San Antonio lawyer Anthony Cantrell, who is representing one of the other defendants, refused comment. The other defense attorneys, Clyde Lee and Rick Shumaker, could not be reached.

Messages to Bowie County Assistant District Attorney Nicole Habersang also went unreturned.

OSU football coach Mike Gundy has continued to refuse comment about the case until it's resolved.

If convicted of the felony, Collins and the three other men will face five to 99 years or life in prison.

"It's such a complex case ... you want to make sure,” said Sergeant Shawn Fitzgerald, spokesman for the Texarkana Police Department. "You want to do it on every case, but with something like this ... if you can imagine a young girl and her family and what they've been through in this period of time, then you want to make sure you do it right.

"It's a heinous crime.”

• • •

When police responded to a Sunday morning call from the emergency room at St. Michael Health Center, they found a 12-year-old girl in exam room No. 25.

This is what she told police:

She had made a new friend, a 15-year-old girl, and had invited her to spend the night. Sometime after midnight, they called a teenager attending the after-prom gathering at the Comfort Suites. Soon, a car arrived at the house. Chris Collins and friend Charles Johnson, then 18 years old, drove the girls to the party.

When they arrived, they found one female and about five males in the hotel room.

The girl said she was encouraged to drink vodka and became intoxicated.

She told police she remembered two males on top of her on the bed "taking turns.”

The girl struggled to recall much else after that.

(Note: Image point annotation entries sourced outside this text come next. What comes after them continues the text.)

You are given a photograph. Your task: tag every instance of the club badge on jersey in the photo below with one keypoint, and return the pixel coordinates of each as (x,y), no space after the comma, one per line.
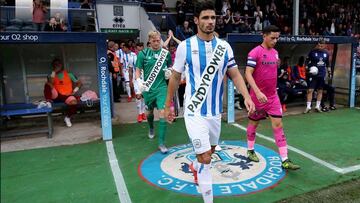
(198,98)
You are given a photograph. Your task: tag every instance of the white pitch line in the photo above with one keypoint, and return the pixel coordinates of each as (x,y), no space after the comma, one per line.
(351,169)
(118,177)
(307,155)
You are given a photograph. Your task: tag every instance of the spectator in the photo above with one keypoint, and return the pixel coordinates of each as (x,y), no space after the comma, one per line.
(164,9)
(332,27)
(52,25)
(60,21)
(300,72)
(132,45)
(318,58)
(139,47)
(39,11)
(228,21)
(59,88)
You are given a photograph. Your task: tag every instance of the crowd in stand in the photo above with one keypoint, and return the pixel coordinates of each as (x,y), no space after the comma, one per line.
(316,17)
(41,21)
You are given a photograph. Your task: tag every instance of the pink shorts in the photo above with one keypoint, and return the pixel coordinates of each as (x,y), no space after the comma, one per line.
(271,108)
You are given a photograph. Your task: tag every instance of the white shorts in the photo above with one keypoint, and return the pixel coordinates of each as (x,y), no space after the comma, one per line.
(203,132)
(136,87)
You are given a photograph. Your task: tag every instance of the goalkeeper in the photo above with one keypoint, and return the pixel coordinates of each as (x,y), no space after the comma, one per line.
(154,62)
(317,63)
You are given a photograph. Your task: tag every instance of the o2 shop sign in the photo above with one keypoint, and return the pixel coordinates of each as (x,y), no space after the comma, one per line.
(19,37)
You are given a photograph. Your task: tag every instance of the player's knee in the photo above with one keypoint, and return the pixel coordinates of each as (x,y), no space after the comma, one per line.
(277,124)
(161,113)
(254,123)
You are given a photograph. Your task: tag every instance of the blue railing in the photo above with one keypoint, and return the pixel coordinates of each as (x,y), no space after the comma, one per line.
(78,20)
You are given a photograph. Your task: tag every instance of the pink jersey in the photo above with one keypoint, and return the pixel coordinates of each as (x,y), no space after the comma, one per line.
(265,62)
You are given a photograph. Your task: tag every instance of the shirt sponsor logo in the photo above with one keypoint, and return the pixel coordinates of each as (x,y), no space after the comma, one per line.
(206,79)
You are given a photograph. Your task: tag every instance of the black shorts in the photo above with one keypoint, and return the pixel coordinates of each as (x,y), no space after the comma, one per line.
(316,83)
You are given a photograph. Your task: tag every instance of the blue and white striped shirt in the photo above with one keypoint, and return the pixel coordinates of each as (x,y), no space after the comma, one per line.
(192,56)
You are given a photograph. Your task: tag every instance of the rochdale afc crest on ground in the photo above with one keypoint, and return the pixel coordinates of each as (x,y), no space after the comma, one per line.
(233,173)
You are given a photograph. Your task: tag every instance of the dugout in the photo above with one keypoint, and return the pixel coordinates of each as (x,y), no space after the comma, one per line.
(342,51)
(25,61)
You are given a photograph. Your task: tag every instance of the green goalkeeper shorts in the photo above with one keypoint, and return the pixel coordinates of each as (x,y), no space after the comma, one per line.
(155,98)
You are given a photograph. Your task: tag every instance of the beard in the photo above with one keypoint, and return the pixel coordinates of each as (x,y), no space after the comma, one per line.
(206,31)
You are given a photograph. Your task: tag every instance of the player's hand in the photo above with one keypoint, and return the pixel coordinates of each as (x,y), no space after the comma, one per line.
(169,116)
(168,73)
(250,106)
(138,95)
(141,85)
(261,97)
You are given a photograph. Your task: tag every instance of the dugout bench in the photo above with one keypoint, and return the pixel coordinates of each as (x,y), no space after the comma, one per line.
(26,109)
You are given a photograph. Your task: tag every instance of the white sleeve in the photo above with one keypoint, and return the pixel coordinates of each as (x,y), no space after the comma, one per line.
(180,58)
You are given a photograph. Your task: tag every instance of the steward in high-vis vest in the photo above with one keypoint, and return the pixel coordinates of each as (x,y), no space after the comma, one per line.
(60,88)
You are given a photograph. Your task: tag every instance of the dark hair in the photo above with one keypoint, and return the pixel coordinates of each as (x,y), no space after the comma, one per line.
(127,45)
(55,60)
(202,6)
(271,28)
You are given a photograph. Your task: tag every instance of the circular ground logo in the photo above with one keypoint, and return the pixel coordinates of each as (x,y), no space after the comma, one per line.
(233,173)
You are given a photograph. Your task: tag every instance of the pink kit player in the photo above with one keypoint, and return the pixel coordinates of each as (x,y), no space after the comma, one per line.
(261,74)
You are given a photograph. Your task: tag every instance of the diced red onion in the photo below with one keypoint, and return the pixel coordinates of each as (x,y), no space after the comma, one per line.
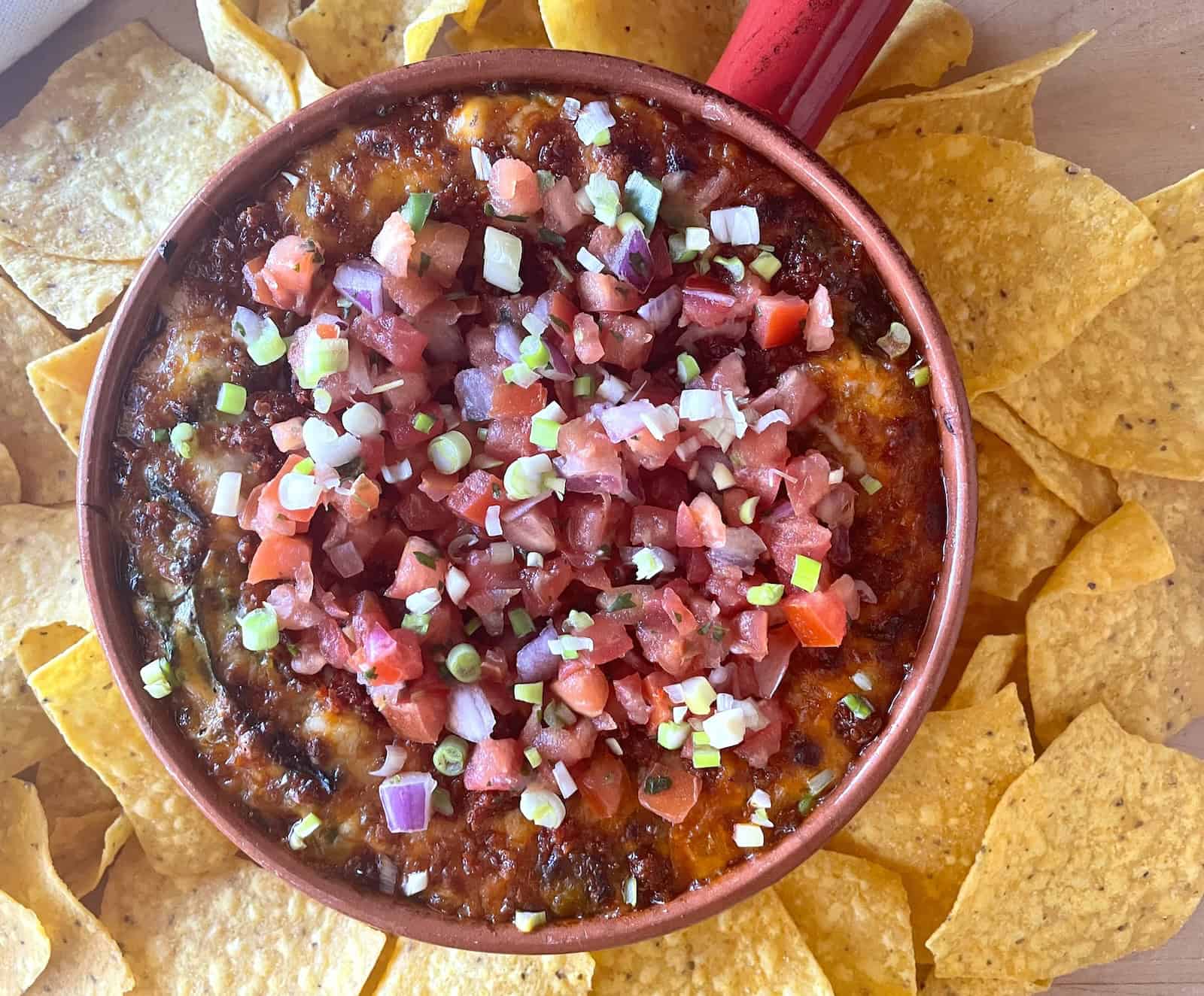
(406,800)
(535,660)
(662,309)
(625,420)
(363,281)
(470,714)
(394,761)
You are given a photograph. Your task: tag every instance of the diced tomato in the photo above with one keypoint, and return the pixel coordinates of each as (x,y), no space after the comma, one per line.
(393,244)
(289,271)
(670,791)
(473,496)
(587,339)
(706,302)
(513,188)
(421,566)
(630,693)
(418,715)
(819,618)
(509,438)
(611,642)
(495,765)
(443,246)
(584,691)
(393,337)
(752,630)
(778,319)
(277,557)
(652,526)
(511,401)
(604,783)
(604,293)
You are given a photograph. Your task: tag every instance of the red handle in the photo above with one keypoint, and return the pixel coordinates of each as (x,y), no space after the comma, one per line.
(800,59)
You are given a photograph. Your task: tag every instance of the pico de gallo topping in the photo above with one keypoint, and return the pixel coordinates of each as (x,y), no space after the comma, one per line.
(577,496)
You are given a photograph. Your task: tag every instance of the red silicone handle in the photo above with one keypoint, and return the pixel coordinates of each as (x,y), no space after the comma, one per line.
(800,59)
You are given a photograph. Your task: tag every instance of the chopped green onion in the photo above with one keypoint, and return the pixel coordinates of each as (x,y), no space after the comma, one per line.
(269,347)
(858,705)
(521,622)
(182,438)
(688,367)
(232,399)
(578,620)
(545,433)
(643,199)
(626,222)
(672,735)
(807,572)
(451,755)
(260,630)
(524,921)
(158,679)
(303,829)
(604,194)
(415,211)
(449,453)
(734,265)
(535,353)
(417,622)
(464,663)
(766,266)
(766,594)
(748,510)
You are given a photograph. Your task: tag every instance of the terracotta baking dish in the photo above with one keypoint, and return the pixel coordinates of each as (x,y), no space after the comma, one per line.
(553,68)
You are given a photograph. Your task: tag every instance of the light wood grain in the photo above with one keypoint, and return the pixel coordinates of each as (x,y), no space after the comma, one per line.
(1131,106)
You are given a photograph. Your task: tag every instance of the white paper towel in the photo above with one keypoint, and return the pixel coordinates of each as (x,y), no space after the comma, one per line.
(27,23)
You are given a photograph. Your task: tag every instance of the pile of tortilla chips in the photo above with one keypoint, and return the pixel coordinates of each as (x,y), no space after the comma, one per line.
(1035,825)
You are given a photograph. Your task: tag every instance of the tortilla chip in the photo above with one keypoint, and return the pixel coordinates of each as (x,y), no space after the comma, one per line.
(84,959)
(78,691)
(240,56)
(348,40)
(1019,249)
(995,660)
(40,578)
(1121,621)
(1095,852)
(60,381)
(997,102)
(507,24)
(120,138)
(929,817)
(239,930)
(10,480)
(1087,487)
(1120,396)
(930,40)
(46,465)
(425,970)
(678,35)
(26,946)
(1023,527)
(74,291)
(754,949)
(855,919)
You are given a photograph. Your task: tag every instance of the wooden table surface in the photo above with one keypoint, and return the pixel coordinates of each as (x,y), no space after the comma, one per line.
(1131,106)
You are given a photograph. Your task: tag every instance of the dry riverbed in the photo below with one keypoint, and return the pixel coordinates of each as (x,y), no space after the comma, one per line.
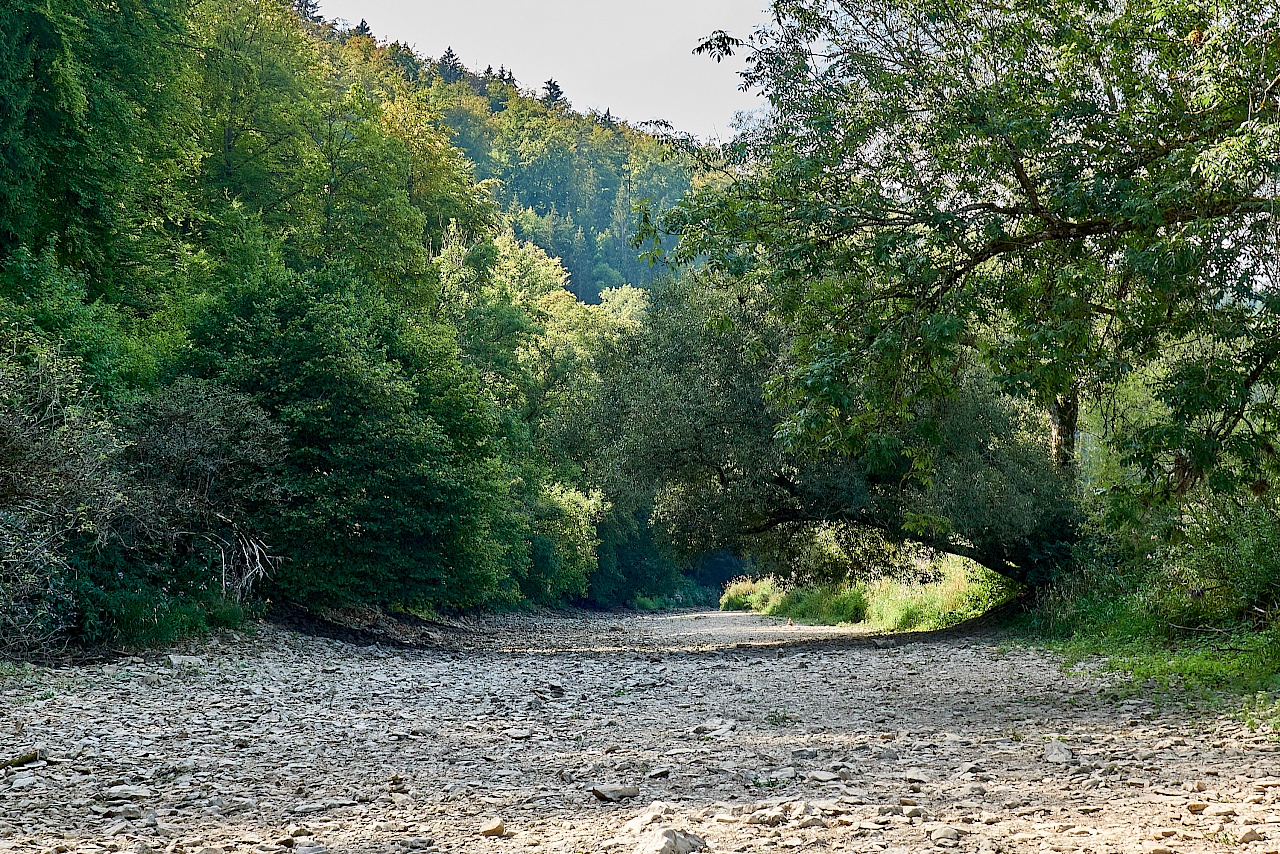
(721,730)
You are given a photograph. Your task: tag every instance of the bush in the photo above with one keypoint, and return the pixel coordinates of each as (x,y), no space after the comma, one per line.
(826,606)
(752,594)
(1225,560)
(56,453)
(959,590)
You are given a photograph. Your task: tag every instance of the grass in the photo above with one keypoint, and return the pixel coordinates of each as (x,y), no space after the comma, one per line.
(1142,631)
(958,592)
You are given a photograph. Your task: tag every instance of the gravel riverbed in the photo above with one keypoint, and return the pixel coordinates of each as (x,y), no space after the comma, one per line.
(620,733)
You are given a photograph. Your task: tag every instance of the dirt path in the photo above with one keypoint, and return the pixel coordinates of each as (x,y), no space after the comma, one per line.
(754,736)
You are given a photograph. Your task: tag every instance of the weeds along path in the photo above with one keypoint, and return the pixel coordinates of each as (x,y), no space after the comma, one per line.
(752,735)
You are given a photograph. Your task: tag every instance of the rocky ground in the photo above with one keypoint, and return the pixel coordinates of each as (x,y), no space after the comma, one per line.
(618,734)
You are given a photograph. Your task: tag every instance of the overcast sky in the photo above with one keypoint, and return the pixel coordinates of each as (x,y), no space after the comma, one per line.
(632,56)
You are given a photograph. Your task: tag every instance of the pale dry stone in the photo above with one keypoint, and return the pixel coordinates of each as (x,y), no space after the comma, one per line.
(668,840)
(615,791)
(1057,753)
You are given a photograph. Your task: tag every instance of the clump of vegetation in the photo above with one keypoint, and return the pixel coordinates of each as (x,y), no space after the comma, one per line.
(1191,601)
(949,592)
(956,592)
(752,594)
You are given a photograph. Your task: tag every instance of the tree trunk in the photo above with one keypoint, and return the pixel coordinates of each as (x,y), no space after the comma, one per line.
(1064,412)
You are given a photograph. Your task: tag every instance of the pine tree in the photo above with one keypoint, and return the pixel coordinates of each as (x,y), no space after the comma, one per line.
(449,67)
(553,95)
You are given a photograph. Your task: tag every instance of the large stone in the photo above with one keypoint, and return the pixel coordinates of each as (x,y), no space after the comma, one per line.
(1057,753)
(26,758)
(615,791)
(668,840)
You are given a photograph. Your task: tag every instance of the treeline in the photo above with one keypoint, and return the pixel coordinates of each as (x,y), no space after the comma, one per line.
(266,328)
(991,281)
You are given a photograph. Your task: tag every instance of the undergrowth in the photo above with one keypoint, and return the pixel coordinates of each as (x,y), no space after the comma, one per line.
(952,590)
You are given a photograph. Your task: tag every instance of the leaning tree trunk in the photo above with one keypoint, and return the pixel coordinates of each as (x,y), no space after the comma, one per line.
(1064,414)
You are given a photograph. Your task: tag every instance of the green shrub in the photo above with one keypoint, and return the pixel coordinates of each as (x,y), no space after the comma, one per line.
(827,606)
(752,594)
(960,590)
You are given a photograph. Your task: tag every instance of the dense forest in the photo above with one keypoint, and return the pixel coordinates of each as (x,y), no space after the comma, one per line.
(295,313)
(279,319)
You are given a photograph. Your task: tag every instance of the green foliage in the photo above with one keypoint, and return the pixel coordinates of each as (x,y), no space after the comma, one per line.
(570,182)
(691,428)
(959,590)
(750,594)
(944,594)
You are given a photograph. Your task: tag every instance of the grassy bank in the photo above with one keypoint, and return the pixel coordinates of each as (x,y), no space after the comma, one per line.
(951,592)
(1141,625)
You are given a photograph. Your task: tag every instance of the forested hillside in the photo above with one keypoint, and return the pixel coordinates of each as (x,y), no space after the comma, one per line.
(266,328)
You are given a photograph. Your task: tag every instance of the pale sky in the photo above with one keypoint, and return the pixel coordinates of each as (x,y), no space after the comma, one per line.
(630,56)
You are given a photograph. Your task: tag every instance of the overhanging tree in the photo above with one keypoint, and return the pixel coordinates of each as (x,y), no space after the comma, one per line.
(1075,191)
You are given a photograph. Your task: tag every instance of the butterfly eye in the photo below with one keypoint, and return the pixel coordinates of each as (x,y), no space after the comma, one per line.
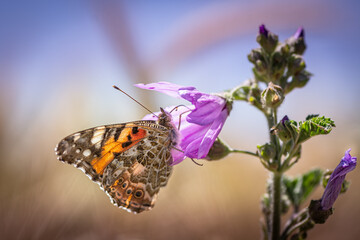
(139,193)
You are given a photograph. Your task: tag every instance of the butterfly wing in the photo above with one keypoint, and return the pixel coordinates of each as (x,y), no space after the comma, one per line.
(129,161)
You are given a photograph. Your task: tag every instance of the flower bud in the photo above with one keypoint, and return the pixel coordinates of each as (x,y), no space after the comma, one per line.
(278,65)
(297,42)
(267,40)
(285,204)
(272,96)
(298,81)
(218,150)
(317,213)
(283,130)
(266,151)
(295,64)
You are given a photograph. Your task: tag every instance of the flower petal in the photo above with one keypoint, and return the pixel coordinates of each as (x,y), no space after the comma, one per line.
(212,134)
(207,106)
(333,187)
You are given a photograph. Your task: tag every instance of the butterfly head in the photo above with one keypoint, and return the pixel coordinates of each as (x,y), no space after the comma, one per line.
(165,118)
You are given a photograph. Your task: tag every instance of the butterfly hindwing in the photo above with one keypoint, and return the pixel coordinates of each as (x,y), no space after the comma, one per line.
(129,161)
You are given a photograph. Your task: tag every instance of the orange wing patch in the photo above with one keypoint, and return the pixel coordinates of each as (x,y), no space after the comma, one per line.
(128,137)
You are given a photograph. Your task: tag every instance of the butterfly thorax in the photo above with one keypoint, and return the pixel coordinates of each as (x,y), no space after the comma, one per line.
(130,161)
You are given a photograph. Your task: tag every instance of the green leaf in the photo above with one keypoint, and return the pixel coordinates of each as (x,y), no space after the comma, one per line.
(314,126)
(299,188)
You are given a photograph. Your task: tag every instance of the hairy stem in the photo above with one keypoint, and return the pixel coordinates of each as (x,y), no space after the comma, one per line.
(276,206)
(274,232)
(244,152)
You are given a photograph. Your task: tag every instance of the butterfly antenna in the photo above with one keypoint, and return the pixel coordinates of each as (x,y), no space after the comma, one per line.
(117,88)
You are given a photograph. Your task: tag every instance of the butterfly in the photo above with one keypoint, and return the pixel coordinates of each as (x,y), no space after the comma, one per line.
(130,161)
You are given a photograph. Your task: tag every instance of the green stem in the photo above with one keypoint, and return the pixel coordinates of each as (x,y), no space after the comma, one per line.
(274,232)
(244,152)
(275,206)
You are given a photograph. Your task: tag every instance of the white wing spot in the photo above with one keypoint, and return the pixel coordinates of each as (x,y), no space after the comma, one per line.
(87,152)
(99,132)
(76,136)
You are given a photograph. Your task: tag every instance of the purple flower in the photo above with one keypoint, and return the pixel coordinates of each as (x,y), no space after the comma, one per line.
(299,33)
(284,119)
(333,187)
(200,123)
(263,30)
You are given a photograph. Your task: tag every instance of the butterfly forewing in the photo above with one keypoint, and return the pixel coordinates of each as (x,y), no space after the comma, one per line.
(129,161)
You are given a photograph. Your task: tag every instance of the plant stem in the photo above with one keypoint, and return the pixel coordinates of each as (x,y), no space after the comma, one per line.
(276,205)
(244,152)
(274,232)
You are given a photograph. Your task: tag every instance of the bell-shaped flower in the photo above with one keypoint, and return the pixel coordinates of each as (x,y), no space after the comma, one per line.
(200,122)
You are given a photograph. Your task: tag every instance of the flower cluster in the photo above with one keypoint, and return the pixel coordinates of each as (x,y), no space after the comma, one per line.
(332,190)
(200,123)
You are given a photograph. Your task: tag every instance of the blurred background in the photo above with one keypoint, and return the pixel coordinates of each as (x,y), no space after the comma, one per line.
(58,61)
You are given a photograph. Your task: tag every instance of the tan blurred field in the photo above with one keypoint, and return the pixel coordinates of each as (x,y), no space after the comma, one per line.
(65,86)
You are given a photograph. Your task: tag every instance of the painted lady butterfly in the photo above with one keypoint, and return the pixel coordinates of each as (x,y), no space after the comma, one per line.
(130,161)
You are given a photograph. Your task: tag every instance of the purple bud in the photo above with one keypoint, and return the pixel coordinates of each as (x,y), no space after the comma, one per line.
(284,119)
(333,188)
(263,30)
(299,33)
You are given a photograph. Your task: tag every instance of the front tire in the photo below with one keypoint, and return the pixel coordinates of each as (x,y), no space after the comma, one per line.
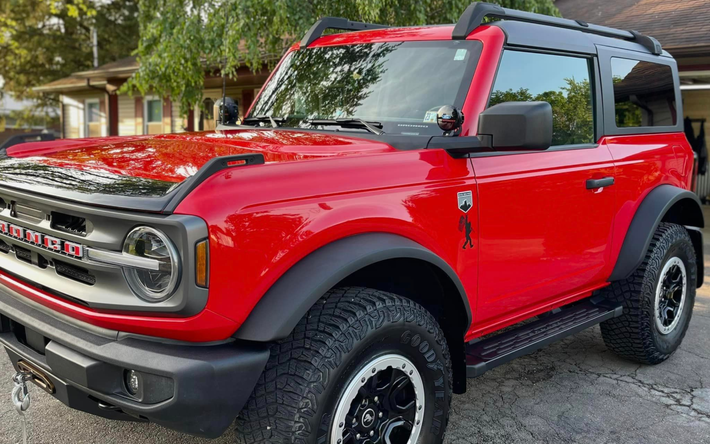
(658,299)
(363,366)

When the 12-year-old returned home early that morning, though, she did not have her underwear on and complained of pain in her vaginal area.

That's when her mother drove her to the hospital. There, medical personnel administered a rape kit, a battery of tests and exams to collect and preserve evidence in a sexual assault case. Among their observations were bruising on the neck and scratches on the arms and shoulders.

Three days later, police arrested Collins' former Texas High teammate, Jabari Asim Jackson, then 18 years old. He told investigators that he had sex with the girl at the hotel but that he did not realize she was only 12.

The next day, police issued a warrant for the arrest of Christopher Edward Collins, Jr.

Texas High's on-campus police officer took him into custody that Thursday morning at school. As the hulking linebacker was loaded into the squad car, he sobbed.

• • •

Chris Collins was the crown prince of East Texas high school football.

After Texas High won state in 2002, Collins became the latest, greatest player in a land that produced the likes of Earl Campbell and Adrian Peterson. Only a sophomore playing the defense's quarterback position, he earned second-team all-state honors at linebacker.

"You could tell he was super,” said Al Hanna, the radio voice of Texas High football.